I am going to use all car speakers for the set up....I was thinking 5 1/2 or 6s for all the speakers...Now I have a few runs of speaker wire that would be 50/75 feet then some 25 foot runs and some shorter ones of 8/15 feet...now i want to run 3 to 4 speakers off each car stereo, I have 3 car stereo but still need to find a 12volt power supply...I decided that the mixer/mp3 set-up was going to going the cue line and in the facade so that is solve and I'm using pa speakers for that so I'm good to go that will be a 1000 watt set up on it's own which works because it's a good 75 feet from the graveyard.....


----------



## Northern Touch (Nov 8, 2006)

here are the specs for he car stereo I have hope this helps....and for my 12volt power supply how many amps will it need??? before I go and buy one I wasn't really think on that part before dame lol there's a lot to do and little things to remember on this one...thankz for all the help....


----------



## Phil (Sep 2, 2007)

The rated maximum draw of 15 amps per radio is measured at maximum volume driven at full frequency range right before the radio blows up- something you won't be doing. Figure half that current (or less) as a realistic draw; around 5 -8 amps each. So we need 10 - 15 amps of power for each radio pair. A typical PC power supply should handle one pair of radios effectively.
It would be ideal to reduce that 50-75 foot run.
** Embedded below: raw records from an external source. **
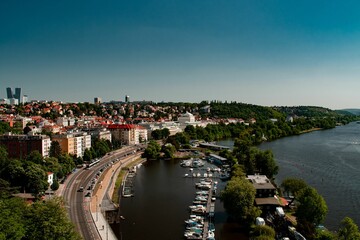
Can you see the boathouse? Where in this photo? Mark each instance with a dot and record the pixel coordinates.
(217, 160)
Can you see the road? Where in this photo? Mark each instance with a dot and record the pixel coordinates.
(78, 205)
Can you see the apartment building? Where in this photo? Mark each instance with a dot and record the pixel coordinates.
(73, 143)
(20, 145)
(128, 134)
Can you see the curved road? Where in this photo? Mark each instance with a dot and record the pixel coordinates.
(78, 205)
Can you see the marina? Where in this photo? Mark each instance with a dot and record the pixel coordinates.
(128, 184)
(200, 224)
(169, 193)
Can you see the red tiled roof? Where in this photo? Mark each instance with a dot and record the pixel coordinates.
(122, 126)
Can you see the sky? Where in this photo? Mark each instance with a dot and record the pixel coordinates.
(263, 52)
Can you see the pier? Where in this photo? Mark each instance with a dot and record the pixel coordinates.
(128, 185)
(204, 212)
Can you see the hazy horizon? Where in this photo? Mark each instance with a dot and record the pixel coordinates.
(268, 53)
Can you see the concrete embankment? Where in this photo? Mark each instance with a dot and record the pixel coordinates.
(101, 198)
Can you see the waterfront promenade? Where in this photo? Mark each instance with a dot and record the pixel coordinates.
(101, 198)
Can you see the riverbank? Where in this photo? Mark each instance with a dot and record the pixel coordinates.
(115, 194)
(311, 130)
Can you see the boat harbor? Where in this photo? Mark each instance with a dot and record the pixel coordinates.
(128, 184)
(200, 224)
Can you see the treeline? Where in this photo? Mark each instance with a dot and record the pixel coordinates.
(46, 220)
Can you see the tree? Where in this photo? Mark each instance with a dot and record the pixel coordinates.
(238, 198)
(168, 150)
(67, 163)
(348, 230)
(35, 157)
(87, 155)
(324, 235)
(49, 220)
(36, 179)
(55, 185)
(311, 210)
(265, 163)
(293, 186)
(263, 232)
(12, 224)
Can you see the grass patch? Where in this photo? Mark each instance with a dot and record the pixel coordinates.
(115, 197)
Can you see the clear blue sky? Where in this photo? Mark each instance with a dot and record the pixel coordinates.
(263, 52)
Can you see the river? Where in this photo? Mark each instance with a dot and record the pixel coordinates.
(328, 160)
(162, 196)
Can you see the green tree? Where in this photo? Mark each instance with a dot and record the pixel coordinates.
(67, 163)
(263, 232)
(168, 150)
(311, 210)
(4, 160)
(324, 235)
(4, 127)
(265, 163)
(48, 220)
(87, 155)
(12, 224)
(152, 151)
(36, 178)
(348, 230)
(293, 186)
(55, 185)
(238, 198)
(51, 164)
(35, 157)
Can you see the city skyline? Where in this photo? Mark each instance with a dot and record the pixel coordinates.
(269, 53)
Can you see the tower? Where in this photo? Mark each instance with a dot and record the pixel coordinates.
(18, 95)
(9, 93)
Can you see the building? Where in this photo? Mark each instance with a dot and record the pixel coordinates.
(186, 118)
(217, 160)
(50, 178)
(66, 142)
(9, 93)
(97, 100)
(98, 133)
(265, 197)
(73, 143)
(65, 121)
(20, 145)
(128, 134)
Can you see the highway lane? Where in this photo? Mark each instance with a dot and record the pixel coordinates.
(77, 204)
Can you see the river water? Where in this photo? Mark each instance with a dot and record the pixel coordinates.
(162, 196)
(328, 160)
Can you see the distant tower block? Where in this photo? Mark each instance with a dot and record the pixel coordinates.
(97, 100)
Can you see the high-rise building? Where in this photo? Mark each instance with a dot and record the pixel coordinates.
(9, 93)
(17, 95)
(25, 99)
(97, 100)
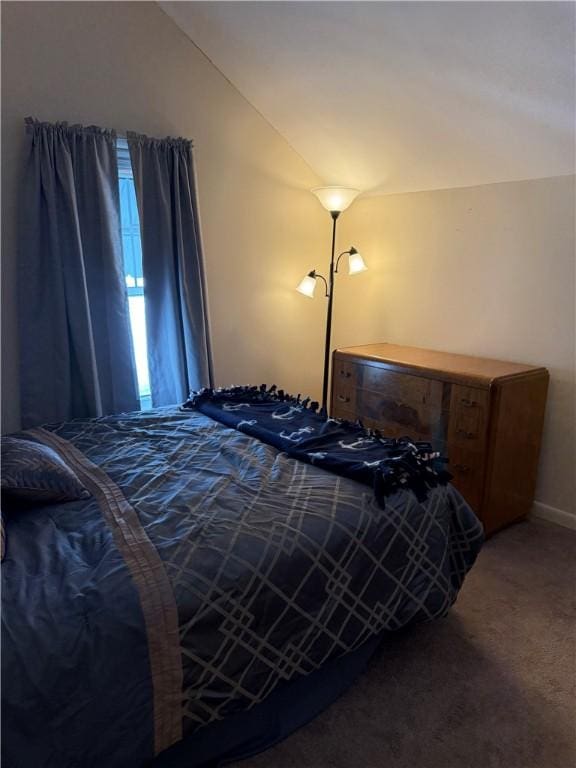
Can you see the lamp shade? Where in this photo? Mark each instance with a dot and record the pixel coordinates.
(307, 285)
(336, 198)
(355, 263)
Have you considered building two racks of two radios each so that you could locate them centrally and reduce the speaker runs? It would mean two power supplies, but would also provide redundancy.


----------



## Northern Touch (Nov 8, 2006)

i did think of that....but the $$$$$ for the power supplies is getting to me now you said I could use a comp. power supply but that is only good to power the 1 car stereo???right? I just need to know what I should do for power supplies and all be good then all just buy 3 more deck fo the $65 the I spent on the 1st one...I bought the smaller mixer today and already started to make a rack to hose the 3 mp3 and mixer plus the FM transmitter that I am ordering later today..., I'm going to do 2 mixes 1 for the FM transmitter for the graveyard then that will be moved on Halloween to the Facade which will be pre wired and speakered. any thoughts are going to help on this one....


----------



## Phil (Sep 2, 2007)

You should be okay with two radios per power supply if it is rated for at least 10 amp output. Check around local computer repair shops for used PC power supplies (meaning old PCs). I've never actually had to pay for one, though you may end up removing it yourself.
Clearly you will want to test your rig playing both radios at high volume with all speakers connected to make sure the power is sufficient.


----------



## Northern Touch (Nov 8, 2006)

ok I get it but I was planing to use 3 car stereos because I want at least 3 different sounds playing at the same time...would i have to use 2 PC power supplies? I know the guyz at terror syndicate used a 3 car stereo set-up but not sure what the power supply is that they used....


----------



## Abunai (Oct 28, 2007)

The Terror Syndicated guys said that their power supply was 10 amps. I don't know what type of stereos they had though. The power draw may have been less than what you have. 
I think that the suggestion to build two cabinets and centrally locate them was a good one. Long cable runs will really reduce the quality and power of the sound. If you do build two, a PC power supply in each cabinet (with 2 stereos each) should work. PC power supplies should be cheap or free if you find the right place. (Flea-market, goodwill, used electronics store.)
I'm really liking this idea. Anything would be a step up from the boom-boxes I used last year. I just need to find some good prices on the stereos.


----------



## Phil (Sep 2, 2007)

No doubt a 10 amp PS would drive three radios. I like a little extra capacity so I can hook up an amp (or other accessory) in a pinch. Plus, radios under low current will seem to operate fine, but will clip and distort before reaching their true output potential.


----------



## Northern Touch (Nov 8, 2006)

Are there PC power supplies that are 15 amps and that should be good for the 3 car stereos that I have or I can build one with 4 car stereos and 2 PC power supplies that should give me enough power for my whole set-up and I can add a few more speakers to the mix and would be great for the graveyard giving me 4 different sounds.... then all build a 2 stack with just 2 car stereos for 2 room in the rear off the haunt and the mixer set-up will be the 2 in 1 for the grave yard but over the FM transmitter at night for the weeks leading up to the Oct.30th/31th big day....Then I will be set-up for the facade and in the que line...


----------



## Phil (Sep 2, 2007)

There are definitely power supplies with 15 amp output. If you build the four radio rack, it would be a good idea to leave a couple inches between each radio and plenty of ventilation in the back of the box. Those babies will produce some heat after a few hours.


----------



## Northern Touch (Nov 8, 2006)

for sure already thought about all the heat issues and stuff...planed for plenty of ventilation.....


----------



## pyro (Oct 7, 2006)

hey NT how about builing your own power supplies --i think radio shack has a kit, or a ham radio/cb shop should have what you need


----------



## Northern Touch (Nov 8, 2006)

I have actually looked at that kit but it will be much cheaper to go with the PC Power Supplies....


----------